Tuesday, August 28, 2012

Fighting for the Past

In thinking about all the issues swirling around our national political discussion (yes, discussion is a generous term), I think I've stumbled upon one of the root causes of our collective inability to work together across political divides, and to increasingly distrust each others' political perspectives:

The direction we're fighting over.

Over time, as America has come off it's "high" of being the King of the World (big economy, big military, big values, big promises, big opportunities, never-ending optimism), we find ourselves increasingly engaged in ideological arguments about whose fault it all is. 

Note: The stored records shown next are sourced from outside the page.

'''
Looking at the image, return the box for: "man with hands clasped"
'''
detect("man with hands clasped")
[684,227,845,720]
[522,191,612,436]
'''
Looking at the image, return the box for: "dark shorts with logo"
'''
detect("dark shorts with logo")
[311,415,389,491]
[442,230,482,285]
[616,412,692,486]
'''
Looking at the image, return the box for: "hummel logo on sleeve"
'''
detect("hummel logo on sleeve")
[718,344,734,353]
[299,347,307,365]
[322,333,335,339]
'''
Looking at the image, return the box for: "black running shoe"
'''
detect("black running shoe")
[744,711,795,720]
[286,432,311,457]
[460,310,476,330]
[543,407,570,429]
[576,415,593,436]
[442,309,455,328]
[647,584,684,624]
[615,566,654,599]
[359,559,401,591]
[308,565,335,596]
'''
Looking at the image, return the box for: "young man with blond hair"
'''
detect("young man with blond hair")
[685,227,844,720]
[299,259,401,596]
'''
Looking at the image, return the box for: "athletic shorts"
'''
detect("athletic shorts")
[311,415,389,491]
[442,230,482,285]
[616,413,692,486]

This is not surprising.  When someone you know loses a job, they tend to find all of the external reasons why it happened, and construct a narrative that essentially makes them a victim of other people's decisions.  This way, the victim is not solely at fault for their own demise -- it was someone else's policies and decisions that created the environment for their demise.

So, in American politics, as we see our structures of success underwhelming us one by one, we all create narratives that help ensure ourselves that our political beliefs are the victim of the others' policies.  In other words, what has changed in America is that instead of two political perspectives competing for mind-share around which vision can enable the best future of America, we are now engaged in a debate around whose perspective is responsible for the our slow, insidious decline.  True, the argument is still couched in "best for the future" language, but what's right beneath this rhetoric are thought leaders angling for blame for what's created our decline. 

This fight to define the past is quite different than the traditional fight for whose philosophy will define the future. 

Fighting to define the past is ugly, because it's a battle for blame.  Blame doesn't improve GDP.  Blame doesn't reduce the deficit.  Blame only lets one stand atop the battered shoulders of others.  The winner of a blame game is merely the winningest of losers.

It will take true leadership -- leadership that has so far been lacking in both Democratic and Republican circles -- to get us beyond the blame game, and to get us focusing on what the best version of the future can be for a country as we enter a new period of our country's life.